Instant Pot Bone broth is new to me. Back in the before-before time, when I didn’t have an instant pot, I experimented mightily to figure out how to make slow cooker bone broth in two days. I even called it “Magically Easy.” It was pretty easy, other than the wait.
Now that I have my Instant Pot? Well, the difference is just ridiculous. I can do the same thing it took me days to accomplish in a couple hours now.
Bone broth is great for cooking, in place of stock or even water. Sometimes people sip it like soup, especially when they’re feeling under the weather. I sometimes use it as the liquid required for my Instant Pot cooking. It’s very handy for adding a little extra nutrition and flavor to lots of dishes.
The bones are full of great vitamins and minerals. The gelling of the broth lets you know you’re getting lots of the good stuff out of the bones. And Instant Pot bone broth gels up great!
In fact, if you make a lot of broth, the ease and speed of Insta-potting it might be enough to justify the pot purchase all by itself. This is without me even getting started on the amazingness of homemade yogurt! (Believe you me, you don’t want to get me started! I am obsessed with that stuff. Even I am getting sick of hearing how much I love it.)

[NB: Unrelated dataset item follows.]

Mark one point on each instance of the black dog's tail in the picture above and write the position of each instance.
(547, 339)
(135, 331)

Now, when you read up on bone broth, you’ll see lots of people tell you that you must source some kind of specific and special bones, from emotionally well-adjusted, free-range, grass-fed animals who sipped on thrice-purified, organic cucumber water while listening to classical music under a waxing moon.
Or something like that. To be honest, I kind of tune all that stuff out.
Do what you feel good about, okay? Personally, I save the bones from our normal (non-organic) dinners. I also save scraps of veggies that are not suitable for cooking or past their prime. I just stuff it all into baggies and toss in the freezer. When I get enough ingredients assembled, I whip up a batch of 2-hour instant pot bone broth. Easy, peasy.
I’m not including nutritional information because I have no idea what exact scraps you’ll be using. But we’re talking mostly bone-and-veggie-infused water, you know? So the carbs are going to be negligible–especially since you’ll strain out the vegetables at the end. So count it if you like, as you like.
Don’t have an Instant Pot? Check out my Slow Cooker Broth.
- 1 pile bones
- 1/2 cup apple cider vinegar
- 1 bunch leftover vegetables
- water to cover bones
Roasting the Bones (Optional)
- Preheat oven to 350F. Cover a baking sheet with foil and spread the bones in a single layer.
- Roast the bones about 25 minutes, until a lovely golden brown and your house smells like a Christmas feast! This (optional) step enhances the flavor.
- Scoop up your bones, along with any meaty bits that stick to the foil to add it all in the broth. Mmmm, flavor!
Starting the Broth
- Add bones, apple cider vinegar and veggies to your Instant Pot. Cover everything with water.
- Close up your Instant Pot lid (vent set to sealing) and set your pot to cook at high pressure, 120 minutes.
- Allow a natural pressure release (NPR) for about 15 minutes. If there is remaining pressure and you're just impatient, a quick release (QR) at this point is fine.
- Strain out the bones and veggie bits to discard.
- What remains is your broth. I roasted my bones a little bit too long, as you can tell from the dark brown color.
- Keep broth in the fridge for up to a week. To preserve it longer, freeze to grab as needed. I use these baby food trays with lids to freeze mine in conveniently-sized portions.
I often pull out an Instant Pot bone broth cube or two to toss in the pan when cooking meat to add a little extra flavor, or use them as a base for sauces. Once you have them on hand, you’ll think of all kinds of uses for them.
I really love knowing I’m getting a healthy addition to my recipes while making good use of food that would otherwise go to waste. Definitely a win all the way around.
Do you make broth? How do you use yours?